Houjicha


$ 5.00




Houjicha is a popular Japanese green tea. The dark color is due to the roasting process, which smooths out the bitterness and brings out beautiful aromatic, savory and smoky flavors.

Most houjicha is crafted from lower grade, autumn harvest leaves. However, this tea from the Kinezuka Family is crafted from Spring leaves, harvested in May. These young, tender leaves yield a stronger, more robust flavor and the tea lasts for many more infusions.

The roasting process is said to reduce the amount of caffeine to levels less than decaffeinated tea, but I’m not sure why that would be so I will reserve an opinion until I see some science behind the claim. That being said, the sweetness and lower caffeine content makes it popular for children and evening tea in Japan, so there might be something to it. It is also very easy to brew. The Japanese often drink it hot in the winter and cold in the summer.

This wonderful tea is from the small, completely organic Kinezuka farm in Shizuoka. Their natural growing practices are an anomaly in the midst of Japan’s typically heavy use of chemicals in their industrialized tea industry.

Provenance:

  • Origin: Nakayama Village in Fujieda, Shizuoka, Japan
  • Elevation: 350m (1150ft)
  • Grower/Teamaster: Kinezuka Family
  • Harvest Date: Spring 2015
  • Roast Date: Autumn 2015
  • Cultivar: Yabukita
  • Cultivation: Natural (Organic, no cert.) Toshiaki Kinezuka started farming with all-natural methods back in 1976, so the farm has been grown with organic practices for 38 years.
  • History/Pedigree: popular for children and evening tea in Japan; often served hot in the winter and cold in the summer

Brewing Suggestions1:

  • Water: 170˚-190˚F
  • Tea: 2g per 4oz of water (about a level 1 TB2)
  • Infusion: 2 minutes for 2-3 infusions

Tasting Notes:

  • warm, sweet flavors with savory undertones are reminiscent of salted caramel

1 Brewing suggestions are just that. Try it the suggested way then experiment. In this case I suggest first experimenting with the temperature and infusion time. Different flavor profiles can be drawn out with temperature. The roast also allows this tea to stay in the water a long time, if that gives the desired flavors. Cold-brews great for iced tea! Some tea drinkers like to use slightly hotter and longer times for each subsequent infusion.

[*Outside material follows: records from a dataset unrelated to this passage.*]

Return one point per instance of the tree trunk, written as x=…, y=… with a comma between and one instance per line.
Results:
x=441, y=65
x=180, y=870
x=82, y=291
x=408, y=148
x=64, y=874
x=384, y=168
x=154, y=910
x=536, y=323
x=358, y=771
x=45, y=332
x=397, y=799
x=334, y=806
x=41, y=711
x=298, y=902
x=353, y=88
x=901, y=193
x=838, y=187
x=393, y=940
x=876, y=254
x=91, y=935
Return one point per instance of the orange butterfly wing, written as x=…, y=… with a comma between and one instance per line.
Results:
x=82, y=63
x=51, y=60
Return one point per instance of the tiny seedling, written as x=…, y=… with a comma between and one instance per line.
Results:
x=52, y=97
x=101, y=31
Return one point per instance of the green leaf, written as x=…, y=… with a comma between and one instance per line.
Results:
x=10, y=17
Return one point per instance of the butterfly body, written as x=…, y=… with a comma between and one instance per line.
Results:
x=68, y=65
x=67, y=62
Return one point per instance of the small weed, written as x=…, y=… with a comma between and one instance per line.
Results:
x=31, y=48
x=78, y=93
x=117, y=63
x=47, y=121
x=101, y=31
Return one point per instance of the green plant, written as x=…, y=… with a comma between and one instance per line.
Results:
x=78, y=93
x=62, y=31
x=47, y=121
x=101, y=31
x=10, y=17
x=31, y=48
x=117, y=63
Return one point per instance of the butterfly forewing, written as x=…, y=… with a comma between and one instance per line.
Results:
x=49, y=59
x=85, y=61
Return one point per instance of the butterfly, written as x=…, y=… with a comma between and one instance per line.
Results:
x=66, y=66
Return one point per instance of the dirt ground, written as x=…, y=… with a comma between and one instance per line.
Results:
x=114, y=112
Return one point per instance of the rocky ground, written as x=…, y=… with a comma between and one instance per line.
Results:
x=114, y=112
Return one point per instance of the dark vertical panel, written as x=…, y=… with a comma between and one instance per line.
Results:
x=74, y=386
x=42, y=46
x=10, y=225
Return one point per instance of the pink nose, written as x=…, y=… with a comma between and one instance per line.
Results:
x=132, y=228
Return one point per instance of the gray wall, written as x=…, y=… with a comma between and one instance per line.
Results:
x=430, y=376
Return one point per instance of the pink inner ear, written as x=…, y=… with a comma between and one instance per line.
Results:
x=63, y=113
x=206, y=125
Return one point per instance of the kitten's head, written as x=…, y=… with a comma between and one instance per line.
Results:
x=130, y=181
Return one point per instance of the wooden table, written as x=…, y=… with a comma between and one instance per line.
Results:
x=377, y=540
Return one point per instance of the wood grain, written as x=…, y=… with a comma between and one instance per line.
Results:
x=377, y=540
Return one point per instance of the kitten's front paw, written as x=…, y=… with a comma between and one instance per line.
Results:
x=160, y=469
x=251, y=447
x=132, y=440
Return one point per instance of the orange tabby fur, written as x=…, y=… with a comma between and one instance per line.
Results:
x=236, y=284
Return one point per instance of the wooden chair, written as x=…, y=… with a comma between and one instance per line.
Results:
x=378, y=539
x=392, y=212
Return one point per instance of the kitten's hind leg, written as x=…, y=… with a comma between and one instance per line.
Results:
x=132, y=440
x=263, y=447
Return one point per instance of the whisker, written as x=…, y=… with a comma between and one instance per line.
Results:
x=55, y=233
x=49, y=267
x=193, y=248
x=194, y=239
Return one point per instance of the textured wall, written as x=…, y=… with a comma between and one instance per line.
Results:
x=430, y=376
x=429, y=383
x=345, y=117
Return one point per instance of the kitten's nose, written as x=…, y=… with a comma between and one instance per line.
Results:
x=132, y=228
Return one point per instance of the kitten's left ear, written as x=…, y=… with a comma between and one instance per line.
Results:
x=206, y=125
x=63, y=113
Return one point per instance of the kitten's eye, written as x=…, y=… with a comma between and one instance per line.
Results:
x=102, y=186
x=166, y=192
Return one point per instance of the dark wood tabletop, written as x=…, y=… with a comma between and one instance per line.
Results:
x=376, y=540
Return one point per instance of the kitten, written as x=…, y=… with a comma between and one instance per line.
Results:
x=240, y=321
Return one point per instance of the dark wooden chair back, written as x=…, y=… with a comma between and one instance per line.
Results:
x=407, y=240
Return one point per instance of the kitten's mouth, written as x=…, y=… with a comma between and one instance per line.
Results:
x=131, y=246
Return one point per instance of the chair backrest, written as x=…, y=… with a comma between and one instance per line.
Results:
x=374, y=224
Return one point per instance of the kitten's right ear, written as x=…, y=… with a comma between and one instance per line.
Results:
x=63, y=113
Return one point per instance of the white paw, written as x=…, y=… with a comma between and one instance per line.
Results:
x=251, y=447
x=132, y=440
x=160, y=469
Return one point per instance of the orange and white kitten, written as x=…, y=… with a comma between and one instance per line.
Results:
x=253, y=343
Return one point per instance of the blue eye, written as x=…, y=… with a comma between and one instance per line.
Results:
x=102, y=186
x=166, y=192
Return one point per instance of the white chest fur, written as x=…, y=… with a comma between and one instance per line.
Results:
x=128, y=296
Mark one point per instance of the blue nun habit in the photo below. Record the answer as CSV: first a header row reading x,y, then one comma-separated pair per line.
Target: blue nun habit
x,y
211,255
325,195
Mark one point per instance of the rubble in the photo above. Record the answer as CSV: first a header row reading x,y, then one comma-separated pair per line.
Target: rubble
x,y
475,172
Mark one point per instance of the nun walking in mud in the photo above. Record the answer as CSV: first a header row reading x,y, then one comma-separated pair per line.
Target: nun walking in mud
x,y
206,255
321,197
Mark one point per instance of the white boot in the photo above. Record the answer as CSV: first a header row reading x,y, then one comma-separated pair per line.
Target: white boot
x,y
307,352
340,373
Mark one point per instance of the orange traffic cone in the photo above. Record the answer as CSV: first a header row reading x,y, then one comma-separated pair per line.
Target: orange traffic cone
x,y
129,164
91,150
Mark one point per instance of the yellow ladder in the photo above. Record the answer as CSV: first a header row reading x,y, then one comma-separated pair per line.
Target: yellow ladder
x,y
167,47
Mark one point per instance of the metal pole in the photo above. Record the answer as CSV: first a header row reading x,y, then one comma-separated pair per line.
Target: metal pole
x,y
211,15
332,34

2 Weighing your tea is always the best way to control your dosage. I provide approximate volume measures for convenience but they can be problematic due to the variance in tea leaf shape and size. It’s best to use the single appropriate volume measure for the tea, i.e., don’t try to measure 1.5TB using two spoons meant to measure 1 TB and a ½ TB. Use an actual 1.5 TB measuring spoon. Yes, they make them! I like the oblong ones to handle longer leaf styles.